By following these steps, we fine-tuned the CLIP model to make it more domain-specific, and specifically tailored for classifying Indian ethnic clothing images.

This process showcased the CLIP model's versatility and highlighted the potential for customizing AI models for specialized tasks. In the ever-evolving landscape of AI and machine learning, CLIP, and similar models continue to open new avenues for innovation and problem-solving across various domains.
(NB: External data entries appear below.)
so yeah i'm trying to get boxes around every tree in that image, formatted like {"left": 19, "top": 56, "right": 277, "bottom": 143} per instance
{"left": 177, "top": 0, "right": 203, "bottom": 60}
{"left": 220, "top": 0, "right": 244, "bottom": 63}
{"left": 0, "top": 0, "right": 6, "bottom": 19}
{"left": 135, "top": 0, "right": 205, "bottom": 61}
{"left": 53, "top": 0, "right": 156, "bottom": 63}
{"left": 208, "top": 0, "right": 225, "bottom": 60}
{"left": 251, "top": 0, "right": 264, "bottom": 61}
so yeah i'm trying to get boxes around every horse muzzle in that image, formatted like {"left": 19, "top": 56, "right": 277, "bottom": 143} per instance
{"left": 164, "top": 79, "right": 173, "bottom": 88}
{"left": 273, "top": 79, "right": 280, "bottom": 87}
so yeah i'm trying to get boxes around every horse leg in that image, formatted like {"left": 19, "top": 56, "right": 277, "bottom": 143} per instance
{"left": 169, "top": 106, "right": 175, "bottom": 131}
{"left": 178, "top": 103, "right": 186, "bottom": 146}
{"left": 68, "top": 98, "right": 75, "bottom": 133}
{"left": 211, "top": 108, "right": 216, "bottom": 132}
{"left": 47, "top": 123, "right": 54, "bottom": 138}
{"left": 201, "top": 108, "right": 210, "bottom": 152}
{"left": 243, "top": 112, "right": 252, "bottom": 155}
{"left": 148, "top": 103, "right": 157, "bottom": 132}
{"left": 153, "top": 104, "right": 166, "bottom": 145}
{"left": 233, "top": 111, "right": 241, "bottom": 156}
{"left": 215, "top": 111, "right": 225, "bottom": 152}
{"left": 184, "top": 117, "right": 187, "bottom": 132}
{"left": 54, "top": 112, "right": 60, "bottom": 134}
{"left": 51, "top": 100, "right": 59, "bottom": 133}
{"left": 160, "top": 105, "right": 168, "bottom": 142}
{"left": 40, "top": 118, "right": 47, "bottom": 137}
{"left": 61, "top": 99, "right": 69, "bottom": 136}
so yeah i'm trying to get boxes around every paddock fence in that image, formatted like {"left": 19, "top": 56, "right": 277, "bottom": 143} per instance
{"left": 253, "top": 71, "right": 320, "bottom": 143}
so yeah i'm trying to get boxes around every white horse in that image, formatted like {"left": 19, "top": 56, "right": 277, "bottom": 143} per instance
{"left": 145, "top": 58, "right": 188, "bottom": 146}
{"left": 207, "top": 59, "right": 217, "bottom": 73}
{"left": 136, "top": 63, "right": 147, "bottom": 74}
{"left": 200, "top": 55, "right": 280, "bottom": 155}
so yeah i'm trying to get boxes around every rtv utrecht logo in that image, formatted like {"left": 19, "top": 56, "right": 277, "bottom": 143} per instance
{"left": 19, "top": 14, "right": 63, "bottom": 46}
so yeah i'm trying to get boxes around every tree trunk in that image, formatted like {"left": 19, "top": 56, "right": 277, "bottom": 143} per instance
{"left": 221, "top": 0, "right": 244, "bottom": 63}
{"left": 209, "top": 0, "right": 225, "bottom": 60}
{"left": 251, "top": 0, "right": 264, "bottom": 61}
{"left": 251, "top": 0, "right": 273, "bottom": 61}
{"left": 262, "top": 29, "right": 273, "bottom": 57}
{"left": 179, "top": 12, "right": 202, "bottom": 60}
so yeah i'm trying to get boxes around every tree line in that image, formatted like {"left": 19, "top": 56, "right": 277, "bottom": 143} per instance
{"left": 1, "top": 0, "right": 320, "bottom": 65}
Frequently Asked Questions

1.  What is CLIP Model?

Clip is a neural network that efficiently learns visual concepts from natural language supervision. It can be applied to any visual classification benchmark by simply providing the names of the visual categories to be recognized, similar to the "zero-shot" capabilities of GPT-2 and GPT-3.

2.  How does CLIP AI operate?

CLIP acquires visual concepts through natural language guidance. Traditional supervised computer vision systems are trained or fine-tuned with a predefined set of labels, which restricts the model's adaptability whenever it encounters new labels. CLIP draws upon prior research such as VirTex and ConVIRT to address these limitations.